Now, how about the Herring Hotel?

You’ve heard it said, “If they can put a man on the moon, why can’t they, um, make the trains run on time?”

Amarillo, Texas, might have a “put a man on the moon” metaphor of its own. It could go something like this:

“If they can find a way to rehabilitate and reopen the crappy hulk of a structure known as the Barfield Building, why can’t they do the same thing for the Herring Hotel?”

The Barfield Building — which is a rotting 10-story structure at the moment — is going to be repurposed as a Marriott boutique hotel.

Meanwhile, the Herring Hotel, once the city’s go-to place for every social event of consequence, also is rotting. It’s dark. It is foreboding.

A friend of mine, Bob Goodrich, has owned the building since the 1980s. He bought the abandoned structure with the hope of finding someone to invest big-time money to rehabilitate and revive it. He says he has scored some near misses. He’s been disappointed. He pays the taxes annually on it. The building isn’t quite the eyesore that the Barfield has become.
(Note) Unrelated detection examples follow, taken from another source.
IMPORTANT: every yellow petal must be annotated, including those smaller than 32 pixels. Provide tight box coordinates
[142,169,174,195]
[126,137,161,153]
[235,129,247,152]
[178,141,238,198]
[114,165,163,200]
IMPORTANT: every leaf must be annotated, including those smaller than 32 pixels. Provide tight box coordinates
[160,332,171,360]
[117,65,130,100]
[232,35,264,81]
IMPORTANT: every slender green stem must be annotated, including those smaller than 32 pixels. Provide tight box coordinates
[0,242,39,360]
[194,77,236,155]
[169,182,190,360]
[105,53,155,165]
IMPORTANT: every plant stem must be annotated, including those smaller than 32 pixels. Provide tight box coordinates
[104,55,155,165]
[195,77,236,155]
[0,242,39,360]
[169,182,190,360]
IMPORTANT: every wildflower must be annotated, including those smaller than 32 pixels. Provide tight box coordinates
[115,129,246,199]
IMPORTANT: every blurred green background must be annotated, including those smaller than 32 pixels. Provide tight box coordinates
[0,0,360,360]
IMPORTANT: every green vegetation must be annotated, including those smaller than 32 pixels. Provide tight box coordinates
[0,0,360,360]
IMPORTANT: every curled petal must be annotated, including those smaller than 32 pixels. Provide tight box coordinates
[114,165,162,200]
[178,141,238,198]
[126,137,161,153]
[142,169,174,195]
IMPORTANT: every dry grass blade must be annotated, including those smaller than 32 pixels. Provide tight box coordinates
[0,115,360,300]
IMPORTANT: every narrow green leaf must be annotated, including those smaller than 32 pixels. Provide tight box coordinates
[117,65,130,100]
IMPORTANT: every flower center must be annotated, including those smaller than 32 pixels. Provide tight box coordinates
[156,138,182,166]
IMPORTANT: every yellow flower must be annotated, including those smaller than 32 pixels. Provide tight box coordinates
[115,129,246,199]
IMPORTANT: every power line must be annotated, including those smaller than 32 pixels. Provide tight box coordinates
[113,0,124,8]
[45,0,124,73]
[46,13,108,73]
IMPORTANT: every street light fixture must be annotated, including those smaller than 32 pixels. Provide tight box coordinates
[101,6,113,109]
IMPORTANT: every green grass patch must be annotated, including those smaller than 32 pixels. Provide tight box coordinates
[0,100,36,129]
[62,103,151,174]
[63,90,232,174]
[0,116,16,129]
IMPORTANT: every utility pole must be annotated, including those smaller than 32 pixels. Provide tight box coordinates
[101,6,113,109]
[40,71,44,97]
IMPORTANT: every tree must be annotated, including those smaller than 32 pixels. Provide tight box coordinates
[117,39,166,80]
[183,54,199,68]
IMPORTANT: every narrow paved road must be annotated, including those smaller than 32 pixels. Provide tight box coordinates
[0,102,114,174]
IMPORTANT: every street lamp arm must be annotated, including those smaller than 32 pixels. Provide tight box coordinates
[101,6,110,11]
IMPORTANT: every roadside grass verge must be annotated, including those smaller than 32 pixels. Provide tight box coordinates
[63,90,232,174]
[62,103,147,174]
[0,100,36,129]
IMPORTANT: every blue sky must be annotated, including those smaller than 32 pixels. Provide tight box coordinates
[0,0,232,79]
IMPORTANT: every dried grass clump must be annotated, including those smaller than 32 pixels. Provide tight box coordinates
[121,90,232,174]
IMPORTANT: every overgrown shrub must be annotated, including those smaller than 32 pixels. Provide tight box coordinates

I’ve been through the first two floors in the Herring. Granted, there’s a lot of work that needs to be done. It is in surprisingly decent condition, however.

Some contacts I used to have who were involved in downtown revitalization have told me they foresee a viable future for the Herring. Many of those folks have moved on. I am not familiar with many among the current crop of brainiacs who are talking among themselves about what to do about the Herring.

Nor am I familiar with all that has taken place to date.

I simply am amazed that a hospitality management company has actually taken control of the Barfield and has actually begun work to bring that miserable hulk of a structure back to life.

I consider the Barfield to be among the worst examples of urban rot in downtown Amarillo. If they can find a new purpose for the Barfield, isn’t there a future to be found for the Herring?